If you are in this situation, mobile banking service Tide has provided some advice on what you can do to win lenders over.
Sarah Young, VP of member engagement at Tide said: “Although many lenders favour more ‘traditional’ borrowers, getting a mortgage as a self-employed business owner is absolutely achievable.
“Lenders will class you as self-employed if you own 20% to 25% or more of a business and generate the majority of your income from that business.
“You can be a sole trader, director of a limited company, member of a partnership or a contractor to be classed as self-employed.
“If you’re self-employed but also earn money through PAYE, it’s important to make the lender aware of your income and ask them to take all earnings into account”.
Here are some things you can do before getting a mortgage to prepare:
Get your accounts in order
To prove your income when applying for a mortgage, the majority of lenders will ask for at least two to three years of certified accounts
Certified accounts are books that have been prepared by a qualified chartered accountant, so an important first step is to find a trusted accountant.

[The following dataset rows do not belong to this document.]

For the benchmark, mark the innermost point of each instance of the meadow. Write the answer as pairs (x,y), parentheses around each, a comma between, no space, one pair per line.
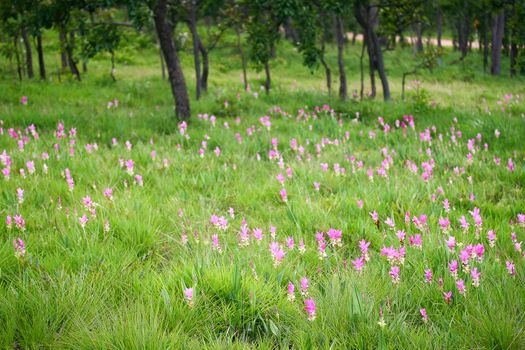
(287,220)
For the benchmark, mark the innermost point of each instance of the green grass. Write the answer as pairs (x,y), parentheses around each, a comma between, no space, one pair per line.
(86,288)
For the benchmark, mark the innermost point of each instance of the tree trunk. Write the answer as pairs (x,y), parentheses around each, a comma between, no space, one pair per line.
(243,59)
(29,54)
(17,54)
(418,27)
(361,68)
(289,31)
(113,66)
(367,17)
(371,66)
(498,23)
(63,54)
(339,32)
(268,82)
(176,75)
(205,66)
(485,42)
(327,70)
(70,59)
(192,24)
(40,52)
(439,20)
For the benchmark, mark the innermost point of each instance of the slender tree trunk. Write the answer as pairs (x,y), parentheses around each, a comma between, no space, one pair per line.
(362,68)
(327,70)
(339,32)
(40,52)
(17,55)
(498,23)
(268,82)
(513,53)
(419,37)
(205,66)
(439,20)
(192,24)
(63,44)
(243,59)
(485,42)
(371,66)
(176,76)
(113,66)
(29,54)
(70,58)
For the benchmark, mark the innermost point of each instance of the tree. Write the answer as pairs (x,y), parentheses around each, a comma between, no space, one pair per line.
(165,29)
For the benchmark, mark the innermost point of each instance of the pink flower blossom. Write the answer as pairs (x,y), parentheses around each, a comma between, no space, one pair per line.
(309,306)
(188,295)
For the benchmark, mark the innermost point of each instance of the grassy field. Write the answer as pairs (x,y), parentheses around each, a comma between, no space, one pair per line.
(142,232)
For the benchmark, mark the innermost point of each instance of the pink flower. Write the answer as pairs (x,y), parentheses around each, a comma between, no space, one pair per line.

Maintain a good credit score (both personal and business)
Keep credit applications to a minimum and also keep up with payments and pay off any outstanding bills. Clear any outstanding invoice, close any unused credit accounts and get on the electoral roll.
Stay on budget
Lenders will carry out an affordability assessment which looks at your incomings and outgoings (bills, loan payments, car payments, monthly shopping spend, etc) to ensure you can afford the repayments.
In the months before applying for a mortgage, try to keep monthly outgoings to a minimum. Cut back on anything that may be classed as a lavish spend unless it’s required
Speak to a mortgage adviser
An adviser’s market expertise and ability to find the best deals can reduce your chances of being rejected and thus prevent you from raking up failed credit applications.
Save up a large deposit
The bigger your deposit, the better your chances of securing the loan you need.
Maintain good business relationships
Lenders expect to see a good track record of work and will look favourably on any guaranteed work you have planned in the future
If your business involves providing a service to clients, look at ways to secure long-term contracts or retainer arrangements. These will prove to a lender that you’re able to maintain or increase your income going forward and give assurances that you’re a safe choice.
Sarah added: “When comparing mortgage lenders, you should take several factors into consideration. These include fixed rates, interest rates, percentage required to put down upfront, the ability to re-mortgage, the flexibility to under- or overpay need be, maximum and minimum contract length, and so on.
“It’s important to find a plan that will work best in both the short and long term.”